### 👋 **SalesNexus: Business Understanding**

![SalesNexus Banner](bg.jpg)

---

## 🎯 Goal

To **predict daily sales** for each item across stores, enabling:

✅ **Dynamic Pricing** — Adjust pricing based on demand and promotions
✅ **Inventory Optimization** — Reduce waste, prevent stockouts
✅ **Better Profitability** — Minimize surplus, maximize sales efficiency

---

## 🧐 Why This Matters

Modern retailers operate in highly competitive environments.

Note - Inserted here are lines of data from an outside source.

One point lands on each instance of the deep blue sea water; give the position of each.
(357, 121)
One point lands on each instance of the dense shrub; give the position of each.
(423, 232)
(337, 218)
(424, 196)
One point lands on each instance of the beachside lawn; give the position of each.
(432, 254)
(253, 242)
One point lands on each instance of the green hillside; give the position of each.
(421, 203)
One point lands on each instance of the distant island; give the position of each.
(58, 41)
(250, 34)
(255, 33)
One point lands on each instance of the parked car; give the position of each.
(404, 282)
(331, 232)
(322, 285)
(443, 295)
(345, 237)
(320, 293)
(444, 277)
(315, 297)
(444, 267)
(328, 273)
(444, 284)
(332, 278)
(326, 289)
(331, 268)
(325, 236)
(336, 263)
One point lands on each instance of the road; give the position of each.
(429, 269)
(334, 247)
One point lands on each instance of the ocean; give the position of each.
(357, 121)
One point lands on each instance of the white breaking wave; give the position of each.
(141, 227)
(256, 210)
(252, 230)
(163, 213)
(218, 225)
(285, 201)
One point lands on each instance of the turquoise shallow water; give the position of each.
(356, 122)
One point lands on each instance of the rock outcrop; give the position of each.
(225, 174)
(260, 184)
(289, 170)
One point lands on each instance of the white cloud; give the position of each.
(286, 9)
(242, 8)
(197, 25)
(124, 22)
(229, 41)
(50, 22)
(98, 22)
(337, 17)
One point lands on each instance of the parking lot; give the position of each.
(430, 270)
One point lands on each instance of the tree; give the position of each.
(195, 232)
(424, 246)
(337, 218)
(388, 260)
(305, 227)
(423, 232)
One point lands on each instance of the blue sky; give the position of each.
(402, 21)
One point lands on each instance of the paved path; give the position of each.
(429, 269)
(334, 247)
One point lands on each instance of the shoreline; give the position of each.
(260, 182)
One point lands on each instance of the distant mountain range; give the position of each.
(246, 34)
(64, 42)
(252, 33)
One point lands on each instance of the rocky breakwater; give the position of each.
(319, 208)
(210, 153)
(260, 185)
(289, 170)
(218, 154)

Manual forecasting often fails to:

* Anticipate **seasonal fluctuations** (holidays, promotions)
* Respond to **regional differences** across stores
* Adjust to **external influences** (economic changes, events)

**Resulting Problems:**

* Overstocking ➔ Increased waste and holding costs
* Understocking ➔ Missed sales and dissatisfied customers
* Suboptimal pricing ➔ Reduced margins and competitive disadvantage

---

## 💡 Objective

Develop a robust sales forecasting system that predicts future sales per item, per store, and allows:

* Automated, data-driven pricing adjustments
* Smarter inventory planning
* Insights into sales drivers (trend, seasonality, promotions)

---

## 🎯 Stakeholders

* **Retail Chains**: Streamline supply chain and pricing strategies.
* **Pricing Teams**: Identify revenue optimization opportunities.
* **Store Operations**: Maintain optimal inventory levels.
* **Customers**: Enjoy better availability and pricing.

---

## 📊 Evaluation Metrics

* **RMSLE** (Root Mean Squared Logarithmic Error): Main metric for this Kaggle-style prediction.
* **Additional metrics**: MAE (Mean Absolute Error), RMSE (Root Mean Squared Error) for deeper error analysis.

---

## 🚀 Impact

* **Increase Profitability**: Minimize waste and surplus inventory.
* **Optimize Operations**: Reduce storage and logistics costs.
* **Better Experience**: Improve product availability and pricing precision for customers.

---



In [1]:
import os

In [2]:
%pwd

'c:\\Arjun_Works\\SalesNexus\\research'

In [3]:
os.chdir('../')

In [4]:
%pwd

'c:\\Arjun_Works\\SalesNexus'

In [5]:
from dataclasses import dataclass
from pathlib import Path
from typing import Dict

@dataclass(frozen=True)
class DataAcquisitionConfig:
    """Config for downloading and accessing raw data files."""
    root_dir: Path
    source: str          
    dataset_name: str    
    local_dir: Path       
    data_files: Dict[str, str]  


In [6]:
from ml_service.constants import *
from ml_service.utils.main_utils import read_yaml, create_directories

In [7]:
class ConfigurationManager:
    def __init__(self, config_filepath: str):
        """Initialize the configuration manager.

        Args:
            config_filepath (str): Path to the main configuration file (YAML).
        """
        self.config = read_yaml(config_filepath)
        create_directories([self.config.artifacts_root])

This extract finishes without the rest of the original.